His family believe he was killed by the Provisional IRA.

An inquest into his death was dramatically halted in 2015 after it emerged during the proceedings that in 2008 a so-called comfort letter was mistakenly issued to a leading suspect.

That hearing was told that the letter was passed from the Government to Sinn Fein Assembly member Gerry Kelly, who then passed it to the individual who has been identified as a suspect in the killing of Mr O’Connor.

The on the run letter scheme saw 200 people told they were not wanted for paramilitary crimes committed before the Belfast Agreement in 1998.

The scheme came to light following the collapse of the 2014 trial of John Downey over the 1982 IRA bombing of Hyde Park.

The inquest into Mr O’Connor’s death was then postponed with then Coroner John Leckey stating the matter would have to be investigated further with a view to a criminal prosecution.

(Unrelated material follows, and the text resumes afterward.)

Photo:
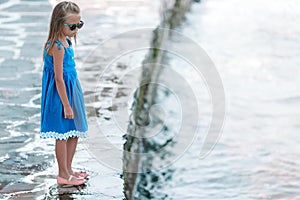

On Friday during a series of reviews into outstanding legacy inquests at Belfast Coroner’s Court, it emerged that the Police Ombudsman’s office (PONI) has completed an investigation into the case.

“Our investigation has concluded,” counsel for PONI told Presiding Coroner Siobhan Keegan.

A lawyer acting for the O’Connor family said the inquest “was ready to go” in 2015, before a “completely unforeseen incident stopped it in its tracks”.

He said there are no ongoing civil or criminal proceedings in the case.

The review hearing was also told that the inquest into Mr O’Connor’s death had originally been listed for three days, but additional material has been gathered since then.

Mrs Justice Keegan said: “This case was set up for inquest in 2015 and then there were certain developments and sensitive discovery that led to it not taking place … I am being told that there is no impediment to going ahead due to a criminal investigation which hasn’t produced anything yet.”

Mrs Justice Keegan has been hearing reviews into a number of legacy inquests over the last three weeks, and is due to propose how the outstanding cases will be heard in the coming weeks.

Northern Ireland’s Justice Department plans to release £55 million over six years to deal with outstanding legacy inquests.

A Police Ombudsman spokesman told the PA news agency that the report into Mr O’Connor’s death has not yet been made public.